Spectrally Tuned Bandwidth Selection for Kernel Fuzzy Relational Clustering
Abstract
Fuzzy clustering is used to identify overlapping geometric cluster structures through partial memberships.
However, classical methods are limited by the assumption of equal variable importance and by sensitivity to the fuzzifier parameter.
These limitations may yield equal cluster membership probabilities, which we refer to as the uniform solution.
To address these issues, we propose Kernel Fuzzy Relational Clustering (KFRC) equipped with a bandwidth selection algorithm tuned via the spectral properties of the induced kernel Gram matrix.
The KFRC framework implicitly performs unsupervised kernel metric learning by controlling the geometric embedding of the data through adjustable bandwidth parameters.
We conduct a formal stability analysis to identify the exact theoretical conditions under which relational clustering collapses, thereby ensuring the stable performance of KFRC.

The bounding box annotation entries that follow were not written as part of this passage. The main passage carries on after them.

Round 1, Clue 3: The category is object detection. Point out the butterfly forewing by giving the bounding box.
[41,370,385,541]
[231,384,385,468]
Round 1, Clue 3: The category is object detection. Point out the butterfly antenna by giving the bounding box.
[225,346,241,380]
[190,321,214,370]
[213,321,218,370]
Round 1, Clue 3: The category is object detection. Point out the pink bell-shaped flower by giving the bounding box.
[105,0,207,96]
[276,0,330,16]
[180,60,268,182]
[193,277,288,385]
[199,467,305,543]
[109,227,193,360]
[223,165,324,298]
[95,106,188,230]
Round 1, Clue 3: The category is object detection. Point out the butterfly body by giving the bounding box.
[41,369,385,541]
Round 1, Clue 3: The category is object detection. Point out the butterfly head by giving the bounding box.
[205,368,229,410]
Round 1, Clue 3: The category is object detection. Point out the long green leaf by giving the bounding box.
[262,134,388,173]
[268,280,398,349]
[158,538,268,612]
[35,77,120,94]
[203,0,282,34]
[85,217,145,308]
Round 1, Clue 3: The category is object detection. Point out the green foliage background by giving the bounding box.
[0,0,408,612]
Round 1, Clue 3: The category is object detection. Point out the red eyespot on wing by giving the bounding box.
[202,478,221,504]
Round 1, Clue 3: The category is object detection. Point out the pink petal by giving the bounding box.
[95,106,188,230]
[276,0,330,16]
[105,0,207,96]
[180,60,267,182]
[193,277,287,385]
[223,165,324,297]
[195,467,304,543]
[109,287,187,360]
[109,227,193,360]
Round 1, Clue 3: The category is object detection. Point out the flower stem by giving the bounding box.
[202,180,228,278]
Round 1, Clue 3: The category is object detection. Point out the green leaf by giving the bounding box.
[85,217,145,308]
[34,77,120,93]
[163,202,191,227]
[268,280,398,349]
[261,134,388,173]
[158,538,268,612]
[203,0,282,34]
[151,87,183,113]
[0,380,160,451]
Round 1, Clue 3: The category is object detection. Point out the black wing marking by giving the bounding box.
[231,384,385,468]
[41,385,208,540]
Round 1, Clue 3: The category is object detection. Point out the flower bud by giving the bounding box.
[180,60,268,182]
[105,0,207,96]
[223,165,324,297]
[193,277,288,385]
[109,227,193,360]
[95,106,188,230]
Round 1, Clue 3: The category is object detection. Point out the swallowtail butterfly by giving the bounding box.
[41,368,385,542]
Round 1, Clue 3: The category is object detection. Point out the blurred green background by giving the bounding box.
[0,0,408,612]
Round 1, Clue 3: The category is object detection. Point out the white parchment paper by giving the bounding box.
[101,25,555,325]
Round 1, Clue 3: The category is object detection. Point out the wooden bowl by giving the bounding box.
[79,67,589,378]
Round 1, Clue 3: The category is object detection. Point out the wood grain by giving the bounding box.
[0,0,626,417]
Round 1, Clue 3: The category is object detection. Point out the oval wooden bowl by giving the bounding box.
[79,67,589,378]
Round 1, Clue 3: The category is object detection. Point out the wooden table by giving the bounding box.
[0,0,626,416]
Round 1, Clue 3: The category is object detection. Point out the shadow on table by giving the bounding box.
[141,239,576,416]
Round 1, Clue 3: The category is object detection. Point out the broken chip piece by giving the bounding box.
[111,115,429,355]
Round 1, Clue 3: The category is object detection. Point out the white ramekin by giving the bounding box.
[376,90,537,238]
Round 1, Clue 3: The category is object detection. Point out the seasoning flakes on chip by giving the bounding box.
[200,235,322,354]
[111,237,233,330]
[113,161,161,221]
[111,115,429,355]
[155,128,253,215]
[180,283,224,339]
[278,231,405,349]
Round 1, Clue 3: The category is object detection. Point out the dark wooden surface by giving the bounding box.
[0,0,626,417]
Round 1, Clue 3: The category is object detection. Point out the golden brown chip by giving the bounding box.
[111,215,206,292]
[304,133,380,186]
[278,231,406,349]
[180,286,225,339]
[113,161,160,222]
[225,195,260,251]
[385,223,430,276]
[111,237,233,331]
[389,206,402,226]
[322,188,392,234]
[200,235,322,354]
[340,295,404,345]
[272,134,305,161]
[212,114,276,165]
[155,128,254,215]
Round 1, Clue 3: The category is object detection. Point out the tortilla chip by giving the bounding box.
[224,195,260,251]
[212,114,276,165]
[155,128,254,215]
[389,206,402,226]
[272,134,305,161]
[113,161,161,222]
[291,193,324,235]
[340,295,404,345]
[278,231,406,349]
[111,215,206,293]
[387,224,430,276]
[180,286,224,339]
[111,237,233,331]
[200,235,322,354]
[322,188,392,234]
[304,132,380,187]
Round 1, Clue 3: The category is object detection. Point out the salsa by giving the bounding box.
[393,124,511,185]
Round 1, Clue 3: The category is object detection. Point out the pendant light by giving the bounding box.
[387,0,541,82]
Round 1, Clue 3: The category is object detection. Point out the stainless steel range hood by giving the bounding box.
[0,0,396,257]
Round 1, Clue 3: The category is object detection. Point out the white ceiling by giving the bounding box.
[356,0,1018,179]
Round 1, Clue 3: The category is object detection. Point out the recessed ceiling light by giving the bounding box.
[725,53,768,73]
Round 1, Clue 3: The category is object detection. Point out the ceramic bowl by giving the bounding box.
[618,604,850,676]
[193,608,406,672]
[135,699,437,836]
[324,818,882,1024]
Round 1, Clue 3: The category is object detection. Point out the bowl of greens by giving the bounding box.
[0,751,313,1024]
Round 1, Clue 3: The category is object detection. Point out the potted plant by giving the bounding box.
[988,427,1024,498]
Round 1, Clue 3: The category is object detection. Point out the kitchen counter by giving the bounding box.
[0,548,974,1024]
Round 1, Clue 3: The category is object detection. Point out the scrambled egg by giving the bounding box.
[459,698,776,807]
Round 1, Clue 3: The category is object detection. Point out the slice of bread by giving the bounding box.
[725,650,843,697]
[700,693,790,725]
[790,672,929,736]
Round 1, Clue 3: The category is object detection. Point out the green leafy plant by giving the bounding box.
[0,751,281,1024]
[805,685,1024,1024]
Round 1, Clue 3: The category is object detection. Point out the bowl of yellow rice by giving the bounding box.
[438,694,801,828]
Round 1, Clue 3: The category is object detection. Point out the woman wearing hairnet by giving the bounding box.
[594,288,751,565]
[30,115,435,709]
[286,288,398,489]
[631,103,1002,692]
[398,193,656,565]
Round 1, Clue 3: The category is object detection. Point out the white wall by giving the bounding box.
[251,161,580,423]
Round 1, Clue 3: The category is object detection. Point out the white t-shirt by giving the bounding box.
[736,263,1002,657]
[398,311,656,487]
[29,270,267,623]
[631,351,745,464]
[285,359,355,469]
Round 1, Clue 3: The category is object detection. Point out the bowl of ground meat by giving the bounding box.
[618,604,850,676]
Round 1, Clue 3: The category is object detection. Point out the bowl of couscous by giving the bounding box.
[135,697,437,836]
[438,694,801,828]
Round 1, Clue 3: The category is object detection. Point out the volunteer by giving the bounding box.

We find that our two-stage bandwidth selection procedure adapts to the data structure while actively avoiding the uniform solution.
Furthermore, this theoretical analysis leads to the proposal of a novel fuzzifier function that presents distinct advantages over the power fuzzifier function.
We conduct experiments on several synthetic and publicly available data sets to demonstrate that the proposed framework consistently recovers complex structures that traditional methods fail to resolve, while ensuring a purely fuzzy solution.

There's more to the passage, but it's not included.